When you get a good, honest exchange with an officer in this situation, normally it restores your faith in your profession, gees you up for the daily grind of criminality, because that well-behaved, professional exchange between you both feels like an honourable thing; it pushes away the thoughts of the shysters and the ambulance-chasers, the doughnut-munchers and the baton-wielders. You become two men, in a room, upholding the law, and there’s a purity to that, a kind of distinction, which is a very rare thing on a day-to-day basis.
In Zoe’s case, it only made things slightly more bearable, because the facts of her arrest were so unremittingly grim.
‘She’d got herself out of the car when we got there,’ he said. ‘But she was definitely the driver. We breathalysed her at the scene, seventy-five mg.’
My heart sank because that reading was well over the limit. She must have consumed a great deal of alcohol to be that drunk, even given her small size.
‘Three passengers in the car,’ he continued, deadpan, though it was tough stuff to read out, even if you’re a professional. ‘Front passenger dead at the scene, rear left-side passenger dead at the scene, rear right-side passenger transferred to Barnstaple Hospital.’
He caught the question in my gaze but shook his head.
‘Died half an hour ago. Massive bleed to the brain. Family agreed to turn her off.’
‘Christ.’
‘I’ve seen some scenes, but this was really bad. And there was music pumping from the car, you could hear it on approach, made for a strange scene, spooky.’
I imagined the black night, starlight above, headlights parked at a crazy angle, a steaming engine, crumpled bodywork, shattered glass and the stereo still blasting out a loud driving tune to the broken bodies inside, only two out of the four of them producing wisps of misty breath in the cold darkness.
‘She consented to a blood test at the hospital,’ he continued. ‘Confirmed she was well over the limit.’
‘Zoe consented?’
‘And the doctor.’
I might have had something to work with if Zoe alone had consented to a blood test, because of her age.
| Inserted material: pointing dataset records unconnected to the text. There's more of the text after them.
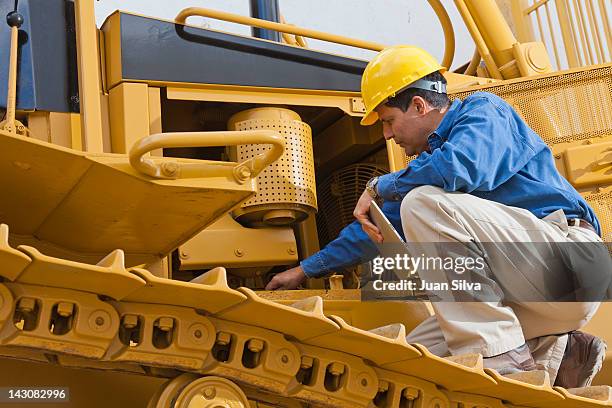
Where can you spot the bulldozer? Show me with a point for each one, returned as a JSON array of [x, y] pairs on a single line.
[[157, 174]]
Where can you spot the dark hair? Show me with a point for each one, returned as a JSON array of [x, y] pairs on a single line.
[[438, 100]]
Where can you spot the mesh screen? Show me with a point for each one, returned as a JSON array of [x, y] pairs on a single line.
[[561, 108]]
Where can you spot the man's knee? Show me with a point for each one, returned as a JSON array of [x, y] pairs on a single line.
[[419, 198]]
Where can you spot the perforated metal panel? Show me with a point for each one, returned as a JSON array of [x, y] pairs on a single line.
[[286, 189], [562, 108], [338, 195]]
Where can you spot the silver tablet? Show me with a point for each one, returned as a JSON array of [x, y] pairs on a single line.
[[390, 235]]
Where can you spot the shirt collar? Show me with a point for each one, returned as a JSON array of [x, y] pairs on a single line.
[[439, 135]]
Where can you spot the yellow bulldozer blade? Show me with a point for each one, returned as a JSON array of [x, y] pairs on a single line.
[[94, 203]]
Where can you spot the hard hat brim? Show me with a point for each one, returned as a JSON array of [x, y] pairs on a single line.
[[369, 119]]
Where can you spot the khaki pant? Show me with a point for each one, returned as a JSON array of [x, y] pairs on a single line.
[[429, 214]]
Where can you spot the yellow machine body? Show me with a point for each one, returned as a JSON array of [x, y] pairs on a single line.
[[136, 236]]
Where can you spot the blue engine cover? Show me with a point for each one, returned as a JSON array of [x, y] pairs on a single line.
[[47, 70]]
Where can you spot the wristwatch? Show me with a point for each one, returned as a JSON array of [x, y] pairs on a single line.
[[371, 188]]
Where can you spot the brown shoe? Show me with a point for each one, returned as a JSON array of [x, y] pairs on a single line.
[[583, 357], [512, 361]]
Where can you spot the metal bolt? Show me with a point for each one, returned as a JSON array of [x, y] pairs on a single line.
[[306, 362], [383, 386], [243, 173], [336, 369], [130, 321], [223, 339], [255, 345], [165, 323], [65, 309], [410, 393], [209, 393], [26, 305], [169, 168]]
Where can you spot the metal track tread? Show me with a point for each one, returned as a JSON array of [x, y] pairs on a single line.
[[159, 326]]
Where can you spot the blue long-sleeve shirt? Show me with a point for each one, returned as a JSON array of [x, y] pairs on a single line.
[[482, 147]]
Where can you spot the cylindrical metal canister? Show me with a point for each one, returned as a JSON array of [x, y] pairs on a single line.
[[286, 189]]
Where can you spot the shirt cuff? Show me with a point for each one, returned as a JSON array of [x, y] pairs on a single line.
[[314, 266], [386, 187]]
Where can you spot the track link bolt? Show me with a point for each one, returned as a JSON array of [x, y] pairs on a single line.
[[209, 393], [223, 339], [255, 345], [336, 369], [410, 393], [65, 309], [165, 323], [130, 321], [26, 305]]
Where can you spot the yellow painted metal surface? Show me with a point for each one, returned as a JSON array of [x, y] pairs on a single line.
[[316, 359], [129, 108], [286, 191], [228, 243], [89, 76], [79, 202], [339, 352], [589, 165]]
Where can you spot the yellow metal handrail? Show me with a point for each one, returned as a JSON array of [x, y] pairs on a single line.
[[584, 39], [181, 18], [437, 6], [172, 169]]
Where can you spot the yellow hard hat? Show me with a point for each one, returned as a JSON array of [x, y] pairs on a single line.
[[391, 71]]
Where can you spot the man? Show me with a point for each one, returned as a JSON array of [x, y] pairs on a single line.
[[481, 176]]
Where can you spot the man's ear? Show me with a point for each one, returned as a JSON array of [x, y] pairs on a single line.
[[420, 105]]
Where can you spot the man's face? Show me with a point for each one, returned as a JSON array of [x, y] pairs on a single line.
[[408, 129]]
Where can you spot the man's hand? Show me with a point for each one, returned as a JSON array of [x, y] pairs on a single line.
[[362, 214], [290, 279]]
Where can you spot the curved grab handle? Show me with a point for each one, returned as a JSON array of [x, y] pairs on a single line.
[[437, 6], [172, 170], [182, 16]]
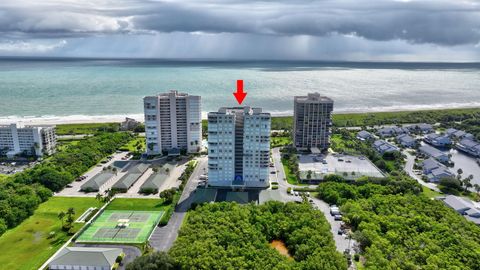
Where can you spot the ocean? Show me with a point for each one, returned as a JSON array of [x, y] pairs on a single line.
[[42, 87]]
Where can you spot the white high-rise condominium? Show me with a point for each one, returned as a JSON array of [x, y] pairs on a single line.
[[312, 121], [18, 139], [239, 148], [173, 123]]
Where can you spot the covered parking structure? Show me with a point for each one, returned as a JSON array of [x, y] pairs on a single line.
[[133, 174], [96, 182]]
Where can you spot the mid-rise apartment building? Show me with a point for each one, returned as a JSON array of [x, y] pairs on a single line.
[[312, 121], [173, 122], [18, 139], [239, 147]]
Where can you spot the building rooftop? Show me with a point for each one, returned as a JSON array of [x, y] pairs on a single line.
[[405, 138], [364, 134], [431, 151], [245, 109], [469, 143], [313, 98]]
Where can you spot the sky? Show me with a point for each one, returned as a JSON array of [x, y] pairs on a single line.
[[343, 30]]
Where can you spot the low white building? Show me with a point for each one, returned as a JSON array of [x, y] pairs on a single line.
[[18, 139], [384, 147], [438, 140], [364, 135], [85, 258], [406, 140]]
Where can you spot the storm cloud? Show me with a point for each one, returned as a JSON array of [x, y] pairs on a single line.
[[438, 22], [313, 28]]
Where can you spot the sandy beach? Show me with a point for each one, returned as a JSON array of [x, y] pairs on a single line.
[[117, 118]]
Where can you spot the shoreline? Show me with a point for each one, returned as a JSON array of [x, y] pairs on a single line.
[[117, 118]]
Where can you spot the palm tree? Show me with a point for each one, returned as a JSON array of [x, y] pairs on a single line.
[[459, 173], [477, 188], [60, 216], [466, 183]]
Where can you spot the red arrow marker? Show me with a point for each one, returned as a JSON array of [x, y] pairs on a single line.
[[240, 95]]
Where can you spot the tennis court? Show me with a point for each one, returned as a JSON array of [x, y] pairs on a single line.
[[121, 226]]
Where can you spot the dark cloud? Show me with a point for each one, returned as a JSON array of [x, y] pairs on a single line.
[[441, 22]]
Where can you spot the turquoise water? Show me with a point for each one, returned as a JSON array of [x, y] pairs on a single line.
[[99, 87]]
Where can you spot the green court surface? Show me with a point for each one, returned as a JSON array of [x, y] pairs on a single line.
[[121, 226]]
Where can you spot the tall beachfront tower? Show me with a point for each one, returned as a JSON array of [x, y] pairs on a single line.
[[239, 148], [18, 139], [312, 121], [173, 123]]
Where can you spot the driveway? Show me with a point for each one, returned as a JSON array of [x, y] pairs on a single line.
[[74, 190], [163, 238]]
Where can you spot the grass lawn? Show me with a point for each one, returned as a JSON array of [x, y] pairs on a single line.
[[90, 128], [430, 193], [137, 204], [105, 228], [291, 178], [3, 177], [27, 246], [280, 141]]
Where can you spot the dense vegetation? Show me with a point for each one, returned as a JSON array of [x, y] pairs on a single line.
[[153, 261], [338, 191], [21, 194], [400, 230], [231, 236]]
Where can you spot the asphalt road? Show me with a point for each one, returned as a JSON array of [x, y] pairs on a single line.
[[162, 238]]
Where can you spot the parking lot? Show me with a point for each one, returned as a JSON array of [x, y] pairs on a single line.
[[9, 168], [351, 167], [73, 189]]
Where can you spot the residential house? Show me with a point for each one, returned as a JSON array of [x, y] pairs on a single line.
[[406, 140], [364, 135], [434, 153], [458, 134], [438, 140], [386, 132], [73, 258], [469, 146], [421, 128], [438, 174], [463, 207], [384, 147], [429, 165]]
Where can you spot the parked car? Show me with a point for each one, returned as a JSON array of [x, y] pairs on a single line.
[[334, 211]]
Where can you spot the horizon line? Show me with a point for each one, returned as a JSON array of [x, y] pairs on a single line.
[[166, 59]]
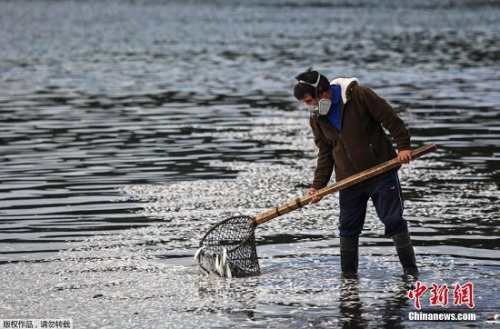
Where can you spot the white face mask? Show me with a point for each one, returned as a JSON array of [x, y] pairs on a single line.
[[322, 108], [324, 104]]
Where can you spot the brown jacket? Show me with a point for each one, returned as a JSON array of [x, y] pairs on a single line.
[[361, 142]]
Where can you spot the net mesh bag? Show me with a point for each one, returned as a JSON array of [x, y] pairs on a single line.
[[229, 248]]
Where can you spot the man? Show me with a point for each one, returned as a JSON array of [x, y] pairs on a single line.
[[347, 122]]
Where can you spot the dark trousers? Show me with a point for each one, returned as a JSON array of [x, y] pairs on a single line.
[[387, 198]]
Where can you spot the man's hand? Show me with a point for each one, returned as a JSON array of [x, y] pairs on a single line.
[[404, 156], [312, 191]]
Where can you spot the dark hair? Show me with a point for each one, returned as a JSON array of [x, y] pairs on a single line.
[[310, 76]]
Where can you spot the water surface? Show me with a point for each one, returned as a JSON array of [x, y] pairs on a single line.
[[129, 128]]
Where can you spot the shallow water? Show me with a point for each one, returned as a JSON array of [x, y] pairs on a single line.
[[129, 128]]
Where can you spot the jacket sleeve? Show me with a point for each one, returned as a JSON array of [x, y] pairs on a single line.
[[325, 161], [383, 113]]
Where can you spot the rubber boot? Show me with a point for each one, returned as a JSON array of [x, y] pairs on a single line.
[[406, 254], [349, 257]]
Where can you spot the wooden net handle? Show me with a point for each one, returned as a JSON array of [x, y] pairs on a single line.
[[354, 179]]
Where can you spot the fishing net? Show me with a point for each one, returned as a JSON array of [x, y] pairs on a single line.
[[229, 249]]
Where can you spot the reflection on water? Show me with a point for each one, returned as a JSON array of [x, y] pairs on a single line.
[[129, 128]]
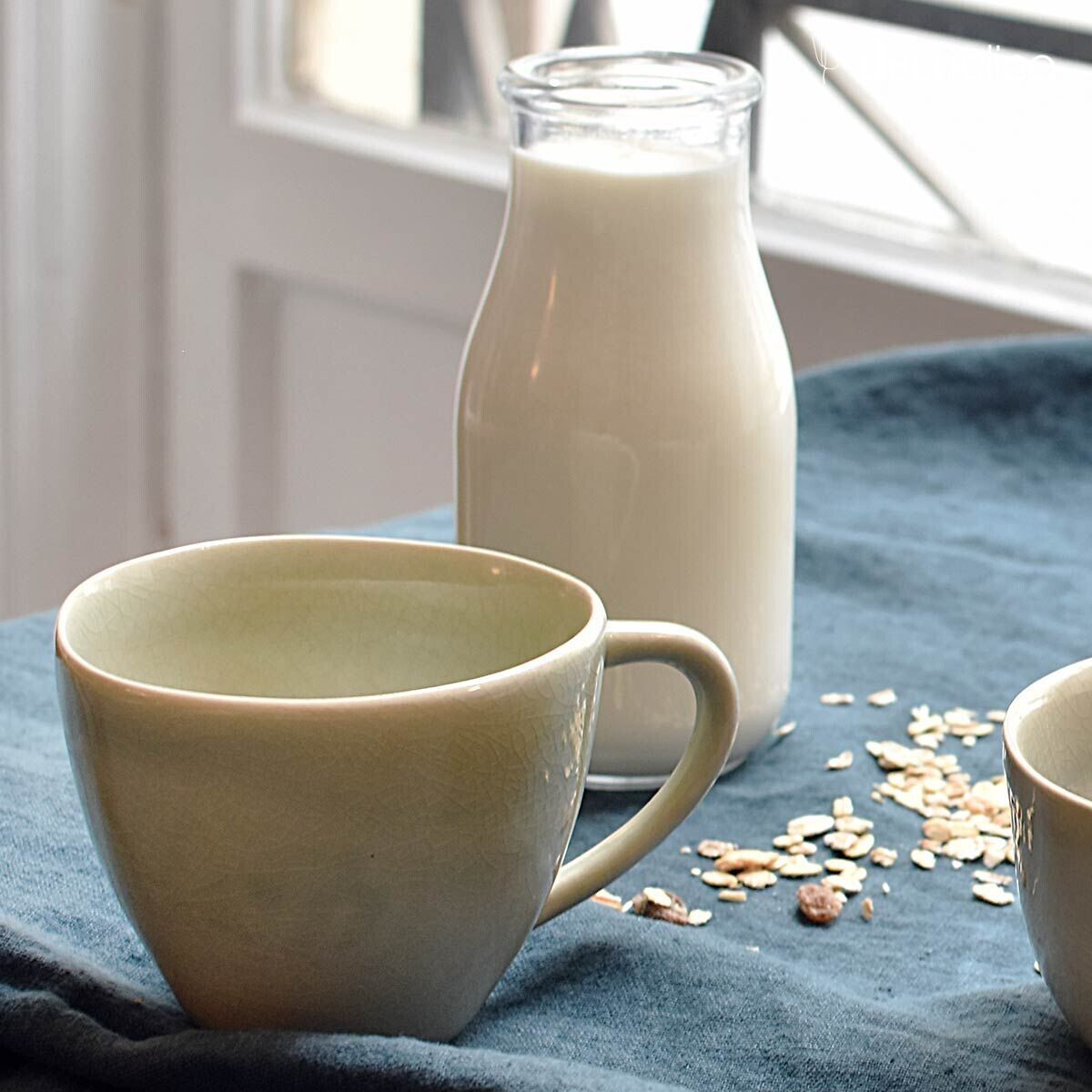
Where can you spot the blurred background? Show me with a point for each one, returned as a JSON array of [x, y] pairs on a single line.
[[241, 240]]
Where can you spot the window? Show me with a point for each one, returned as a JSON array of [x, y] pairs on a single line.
[[962, 126]]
It was another situation where she had to have an ‘appropriate adult’ advising her. I was pretty sure the police had this one taped, but made a note that it was something to check.
‘Road traffic report?’
‘Ordered.’
‘How long for that?’
‘As quick as we can make it – end of the week probably.’
At this early stage in proceedings, part of my job was to be sure that the police had the evidence they needed to prove all the elements of the offence that the prosecution would present at court. We would need all the test results and paperwork in before I could make a proper judgement on that, but the heaviness in his voice and the apparently rigid adherence to protocol told me that as far as this area of the investigation was concerned, things weren’t looking good for Zoe. If I was going to find a defence for her, I suspected it was unlikely it would lie in the procedural detail, or the facts of the accident or the quality of her treatment afterwards, because, so far, the police appeared to have done everything by the book.